From Grandma’s Album…Mother’s Brother – Naval officer and guardian angel
Picture (none found, yet)
Mother’s Brother
Mother was the fourth of six children of her father’s first wife: Joseph (much older than the rest) and Frank, Antoinette, Marie (Mother), Frances and James, each two years apart. Joe was a gifted student, granted many opportunities because of his talents. After finishing eight years of village schooling and subsequent gymnasium training, he was at a loss for what to do next. His thirst was for the sea, and alas, Bohemia was land-locked. The Empire authorities in Prague, when appealed to, found a way for this enthusiastic, young would-be mariner to fulfill his dream.
The navel academy in Trieste, a Slavic territory also under the rule of the Austro-Hungarian Empire, was always on the alert for promising students of diverse backgrounds. His scholastic record was flawless. He was admitted and rose to become an officer in the Yugoslavian Navy.
He came home on leave often when Mother was young and helped her through difficult times, especially after her father re-married and her new step-mother, a spiteful and greedy woman, banished the older set of children from the household chores and schooling, expecting them to work as field-hands and barn servants.
She often told the story of the day the goose-flock she was herding panicked and scattered. She, chasing them, fell and hit her head, cutting the side of it so that it bled horribly.
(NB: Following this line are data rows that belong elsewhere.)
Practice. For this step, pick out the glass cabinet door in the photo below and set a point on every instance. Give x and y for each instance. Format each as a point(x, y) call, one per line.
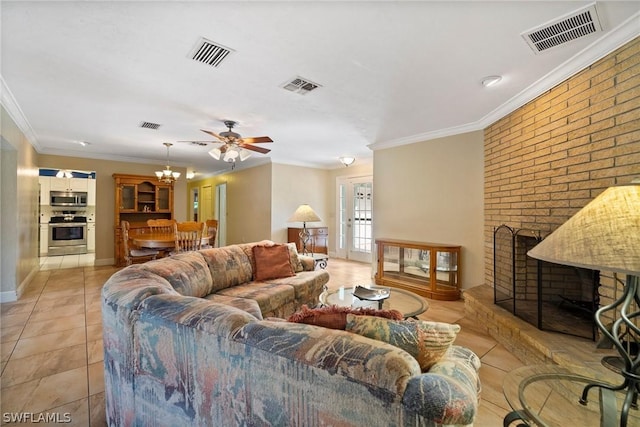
point(163, 199)
point(128, 197)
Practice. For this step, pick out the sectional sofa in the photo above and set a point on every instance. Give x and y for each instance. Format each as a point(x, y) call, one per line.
point(195, 340)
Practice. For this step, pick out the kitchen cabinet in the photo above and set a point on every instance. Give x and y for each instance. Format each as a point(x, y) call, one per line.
point(69, 184)
point(44, 239)
point(91, 237)
point(428, 269)
point(318, 239)
point(137, 199)
point(91, 192)
point(45, 189)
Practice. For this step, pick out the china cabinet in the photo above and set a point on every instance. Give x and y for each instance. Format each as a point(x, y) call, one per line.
point(138, 199)
point(428, 269)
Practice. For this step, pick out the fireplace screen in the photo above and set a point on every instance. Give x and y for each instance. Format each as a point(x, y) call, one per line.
point(549, 296)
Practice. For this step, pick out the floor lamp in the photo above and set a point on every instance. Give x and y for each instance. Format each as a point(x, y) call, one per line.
point(304, 214)
point(605, 235)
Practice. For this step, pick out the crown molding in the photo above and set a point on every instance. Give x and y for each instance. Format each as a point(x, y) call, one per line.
point(10, 104)
point(600, 48)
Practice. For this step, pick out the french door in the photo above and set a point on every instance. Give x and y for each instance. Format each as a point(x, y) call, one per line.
point(355, 218)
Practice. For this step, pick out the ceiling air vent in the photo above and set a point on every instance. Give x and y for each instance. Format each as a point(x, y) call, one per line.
point(149, 125)
point(300, 85)
point(570, 27)
point(209, 53)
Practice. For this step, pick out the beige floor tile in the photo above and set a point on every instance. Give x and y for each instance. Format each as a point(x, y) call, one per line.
point(11, 333)
point(6, 349)
point(49, 304)
point(489, 415)
point(94, 332)
point(44, 327)
point(47, 392)
point(501, 358)
point(55, 313)
point(18, 319)
point(94, 317)
point(95, 351)
point(44, 343)
point(491, 379)
point(52, 293)
point(17, 307)
point(21, 370)
point(96, 378)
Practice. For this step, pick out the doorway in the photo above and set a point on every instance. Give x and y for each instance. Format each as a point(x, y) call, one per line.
point(221, 213)
point(355, 218)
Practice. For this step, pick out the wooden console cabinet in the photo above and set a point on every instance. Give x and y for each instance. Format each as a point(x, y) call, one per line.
point(318, 239)
point(137, 199)
point(428, 269)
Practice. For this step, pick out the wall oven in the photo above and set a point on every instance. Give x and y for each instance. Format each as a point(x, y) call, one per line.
point(73, 199)
point(67, 237)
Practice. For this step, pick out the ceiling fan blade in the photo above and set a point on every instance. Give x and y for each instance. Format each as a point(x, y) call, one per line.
point(257, 140)
point(254, 148)
point(213, 134)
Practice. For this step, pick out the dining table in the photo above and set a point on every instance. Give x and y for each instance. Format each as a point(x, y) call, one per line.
point(159, 240)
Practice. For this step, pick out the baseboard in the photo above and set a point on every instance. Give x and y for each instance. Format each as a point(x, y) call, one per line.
point(104, 261)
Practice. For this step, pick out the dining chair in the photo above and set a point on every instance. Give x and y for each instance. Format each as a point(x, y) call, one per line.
point(188, 236)
point(130, 253)
point(161, 226)
point(211, 230)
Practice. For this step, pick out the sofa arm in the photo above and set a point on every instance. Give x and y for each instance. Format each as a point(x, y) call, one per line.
point(441, 398)
point(308, 263)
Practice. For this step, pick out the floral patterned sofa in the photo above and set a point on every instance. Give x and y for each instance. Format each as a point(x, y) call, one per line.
point(182, 349)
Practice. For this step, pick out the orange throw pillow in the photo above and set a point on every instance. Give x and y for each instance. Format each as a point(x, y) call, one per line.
point(272, 262)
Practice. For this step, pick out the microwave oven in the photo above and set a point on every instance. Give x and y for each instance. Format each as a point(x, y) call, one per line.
point(74, 199)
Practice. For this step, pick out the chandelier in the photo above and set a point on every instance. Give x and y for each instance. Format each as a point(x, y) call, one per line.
point(167, 176)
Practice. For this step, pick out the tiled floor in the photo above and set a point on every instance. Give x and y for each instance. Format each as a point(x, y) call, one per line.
point(52, 344)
He bathed and bandaged her head himself, helped her clean up and change her clothes, collected the scattered birds and never breathed a word to their father and step-mother, as it would have brought down heavy punishment on her.
He also ended up being the one to explain what her menstrual cycle was and how to deal with it, having come upon her sitting on the stream bank, washing and washing and weeping in terror, thinking she was going to die.
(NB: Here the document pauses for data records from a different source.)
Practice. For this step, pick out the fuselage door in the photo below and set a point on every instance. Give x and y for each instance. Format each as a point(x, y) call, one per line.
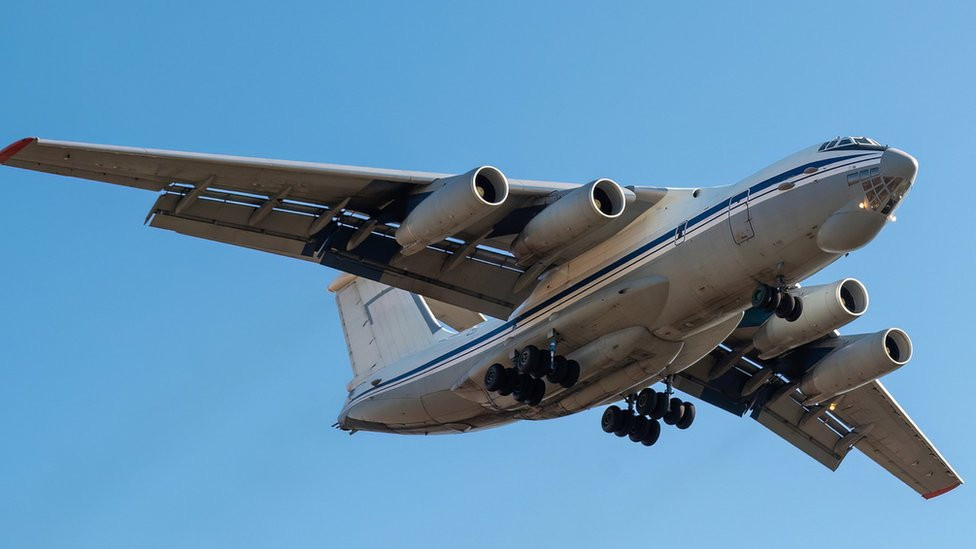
point(740, 218)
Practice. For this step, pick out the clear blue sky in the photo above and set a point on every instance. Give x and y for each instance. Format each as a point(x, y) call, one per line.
point(161, 391)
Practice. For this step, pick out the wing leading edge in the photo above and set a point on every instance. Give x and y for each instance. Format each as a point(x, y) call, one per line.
point(343, 217)
point(867, 418)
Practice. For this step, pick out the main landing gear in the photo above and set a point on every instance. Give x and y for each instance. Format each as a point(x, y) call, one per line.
point(640, 421)
point(531, 368)
point(778, 301)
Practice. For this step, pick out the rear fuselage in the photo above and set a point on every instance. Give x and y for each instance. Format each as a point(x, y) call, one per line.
point(692, 261)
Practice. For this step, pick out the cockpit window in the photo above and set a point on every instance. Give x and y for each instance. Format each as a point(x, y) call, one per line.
point(847, 143)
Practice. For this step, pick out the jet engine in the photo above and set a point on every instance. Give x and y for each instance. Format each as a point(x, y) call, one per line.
point(570, 217)
point(458, 202)
point(862, 360)
point(825, 309)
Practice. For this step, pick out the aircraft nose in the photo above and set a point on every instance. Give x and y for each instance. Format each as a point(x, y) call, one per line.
point(897, 163)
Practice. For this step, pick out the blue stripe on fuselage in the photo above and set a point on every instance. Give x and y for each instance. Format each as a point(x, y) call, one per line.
point(667, 236)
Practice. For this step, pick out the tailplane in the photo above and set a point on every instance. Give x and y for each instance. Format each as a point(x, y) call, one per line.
point(381, 323)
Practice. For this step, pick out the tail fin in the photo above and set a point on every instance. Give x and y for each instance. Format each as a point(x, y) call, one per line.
point(381, 323)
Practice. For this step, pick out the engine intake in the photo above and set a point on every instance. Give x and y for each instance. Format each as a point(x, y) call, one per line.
point(457, 203)
point(570, 217)
point(859, 362)
point(825, 309)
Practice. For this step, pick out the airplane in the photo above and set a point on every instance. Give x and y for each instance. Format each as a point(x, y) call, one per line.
point(473, 300)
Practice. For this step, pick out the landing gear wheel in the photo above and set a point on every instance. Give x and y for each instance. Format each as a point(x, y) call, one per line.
point(572, 374)
point(612, 418)
point(627, 419)
point(523, 389)
point(638, 428)
point(528, 359)
point(538, 392)
point(495, 377)
point(660, 406)
point(797, 310)
point(687, 418)
point(785, 306)
point(511, 381)
point(675, 409)
point(762, 296)
point(646, 399)
point(557, 370)
point(653, 433)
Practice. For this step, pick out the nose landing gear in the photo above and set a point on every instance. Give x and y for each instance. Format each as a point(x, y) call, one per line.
point(640, 421)
point(779, 301)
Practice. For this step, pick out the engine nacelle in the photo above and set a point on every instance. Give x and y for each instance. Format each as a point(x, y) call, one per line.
point(857, 363)
point(825, 308)
point(573, 215)
point(459, 202)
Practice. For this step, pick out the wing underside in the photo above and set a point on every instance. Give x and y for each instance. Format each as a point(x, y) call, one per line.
point(867, 418)
point(339, 216)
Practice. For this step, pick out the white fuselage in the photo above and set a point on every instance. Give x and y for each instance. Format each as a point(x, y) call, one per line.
point(691, 261)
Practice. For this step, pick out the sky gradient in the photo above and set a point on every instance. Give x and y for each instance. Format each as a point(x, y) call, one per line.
point(162, 391)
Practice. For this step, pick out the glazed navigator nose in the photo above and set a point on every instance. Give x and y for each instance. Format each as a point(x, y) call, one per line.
point(897, 163)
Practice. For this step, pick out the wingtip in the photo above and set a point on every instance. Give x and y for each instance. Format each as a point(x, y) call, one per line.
point(7, 153)
point(938, 493)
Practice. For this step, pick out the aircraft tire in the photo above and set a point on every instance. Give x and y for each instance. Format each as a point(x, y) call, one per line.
point(529, 358)
point(495, 377)
point(511, 379)
point(653, 432)
point(572, 374)
point(785, 306)
point(626, 420)
point(558, 370)
point(687, 418)
point(611, 419)
point(660, 406)
point(675, 409)
point(645, 401)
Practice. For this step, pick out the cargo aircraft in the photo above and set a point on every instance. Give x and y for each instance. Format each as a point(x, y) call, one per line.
point(473, 300)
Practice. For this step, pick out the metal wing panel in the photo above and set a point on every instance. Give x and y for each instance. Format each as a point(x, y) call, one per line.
point(895, 442)
point(154, 169)
point(312, 211)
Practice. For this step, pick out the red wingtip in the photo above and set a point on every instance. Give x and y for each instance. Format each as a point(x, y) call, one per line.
point(937, 493)
point(15, 148)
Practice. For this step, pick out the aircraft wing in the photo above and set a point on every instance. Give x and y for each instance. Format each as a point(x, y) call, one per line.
point(340, 216)
point(867, 418)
Joe usually brought her small trinkets and ribbons and embroidery things, which, even though they were stolen by their step-siblings after he left, were much beloved. Her prayer-book, the one thing she managed to retain, she treasured for her whole life and it was buried with her.
Joseph was also instrumental in getting Mother sent to Prague to be apprenticed to a dress-maker. It got her out from under their step-mother’s thumb and as eldest son his word carried a great deal of weight with their father. He also helped to get her a ticket on the steamship Bremmerhaven to America a few years later, as the maze of required paperwork held no secrets for him.
Communication between Old World and New was difficult in those days and he was rarely heard from or about by anyone on this side of the Great Water. In America we were surprised later to read Life Magazine’s article on the funeral of King Peter, king of Yugoslavia, to see Joseph listed as an honorary pall-bearer, and to see his picture flanking his late sovereign’s casket. I’m not completely sure which king it was, as Peter 1 died in 1921, before Life Magazine started printing and Aleksander in 1934. Peter II abdicated in 1945, but lived until 1970. Well, memories are faulty, so who knows?
That was the last we ever heard of him. Perhaps he perished in the war or the internecine struggles before or after. Perhaps he died a natural death. We have never known.